審判にも感情があります。抗議されるのも駆け引きされるのも好きではありません。できることならトラブルなく円滑にゲームを進行したいですし、苦手な選手もいます。

そんな中で、審判を不機嫌にさせてしまうと損をすることがあります。審判の機嫌を損わずに、上手にコミュニケーションをとることが必要です。

例えば、抗議するにしても、キャプテンが抗議するのと、若手の選手が抗議するのでは意味合いが全く違ってきます。

審判もサッカー経験者がほとんどで、やはり実績のある選手には説得力があることがわかっています。実績のない選手のことは下に見ていることが多いです。
ですから、若手や実績のない選手が抗議をすると必要以上にイライラします。逆に、キャプテンやベテラン選手と審判のコミュニケーションはある程度容認されています。

プレーの流れの中で抗議をするのは誰でも構いませんが、若手選手が抗議をしすぎると損をすることが多いので、キャプテンやベテラン選手が割って入って、審判とコミュニケーションをとることが必要です。また、審判も興奮状態になっている状況もあります。そのときは、キャプテンがチームを代表して落ち着いて話をすることによって、キャプテンと審判に信頼関係のようなものが生まれ、話しやすくなります。

抗議だけをして審判を攻撃するのではなく、素直に認めるところは認めたり、審判を煽てたりしながら審判といい関係性をつくることも必要です。その役割を担っているのがキャプテンやベテラン選手で、その選手は「自分がチームの代表として意見を言っている」ということを示しながら、審判とコミュニケーションをとることで、同じ抗議でも効果的に行うことができます。

審判の性質を見極める

審判にもいろいろなタイプの審判がいます。ひとりの人間ですから、性格もさまざまです。いつも審判を意識しながらプレーするのは不可能ですが、開始15分ほどで審判の性格、そしてファウルなどのジャッジ基準を見極めることはできます。

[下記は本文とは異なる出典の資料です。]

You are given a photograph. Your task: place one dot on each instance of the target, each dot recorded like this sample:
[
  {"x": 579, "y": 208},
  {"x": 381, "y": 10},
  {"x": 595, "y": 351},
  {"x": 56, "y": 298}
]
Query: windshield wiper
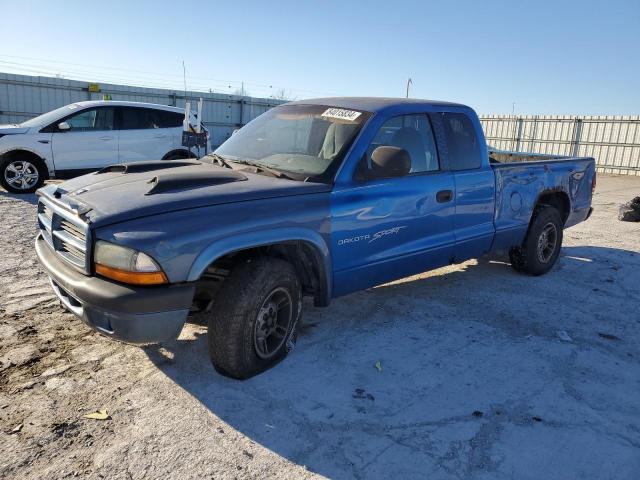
[
  {"x": 219, "y": 160},
  {"x": 264, "y": 168}
]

同じルールの中でも、解釈の違いはありますし、尺度も審判によってそれぞれです。
接触プレーにある程度寛容な審判もいますし、厳しい審判もいます。抗議やシミュレーションなどに厳しい審判もいますし、友達のような感覚でコミュニケーションをとってくる審判もいます。

このように、100人いれば100通りのジャッジ基準があって、それもゲームの一部と考えます。リーグ戦を戦っていれば審判も顔見知りになるので、個性がわかってくるでしょう。

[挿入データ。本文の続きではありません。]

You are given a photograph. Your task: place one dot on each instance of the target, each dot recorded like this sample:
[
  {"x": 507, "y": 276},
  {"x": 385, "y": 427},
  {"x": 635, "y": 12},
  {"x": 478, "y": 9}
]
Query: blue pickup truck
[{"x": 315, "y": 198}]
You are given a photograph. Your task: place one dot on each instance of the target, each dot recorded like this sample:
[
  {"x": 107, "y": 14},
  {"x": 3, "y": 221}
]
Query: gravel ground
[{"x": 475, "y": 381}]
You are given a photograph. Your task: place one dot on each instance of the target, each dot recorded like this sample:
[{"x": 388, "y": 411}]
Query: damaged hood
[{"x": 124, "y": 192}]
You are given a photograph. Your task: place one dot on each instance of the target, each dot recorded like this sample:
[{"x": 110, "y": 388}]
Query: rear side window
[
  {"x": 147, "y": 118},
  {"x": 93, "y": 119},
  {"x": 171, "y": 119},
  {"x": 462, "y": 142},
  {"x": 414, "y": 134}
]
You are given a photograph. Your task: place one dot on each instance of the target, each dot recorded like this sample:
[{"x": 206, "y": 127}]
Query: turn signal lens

審判の性質によって、プレーを変えるというのは勝つためのひとつの手段です。

  • カードを出さない審判なのに、カードを恐れる必要はない。
  • 接触プレーが許容されるなら、その範囲で厳しいチェックをするべき。
  • ファウルをすぐとる審判なら、自分の有利なようにすぐ倒れる。
  • 抗議に厳しい審判には、抗議をしすぎない。
  • 騙されやすい審判は騙していい。
  • フリーキックの壁に不注意な審判なら、見てないうち前進して少しでもボールとの距離を縮める。
  • 優柔不断な主審や副審ならジャッジを待たずにリスタートしてしまう。

など、使える手段はいくらでもあります。少しでも有利になるために、審判の性質も観察して、試合に臨みましょう。

カードを出されないコツ

審判のジャッジはくつがえりません。カードを出したのに、後から取り消しなんてことは、VARがない限りありません。しかし、カード級のファウルをした選手すべてが、カードを出せれているわけではないのです。どこかで逃れている選手がいます。それはどのような場面なのでしょうか。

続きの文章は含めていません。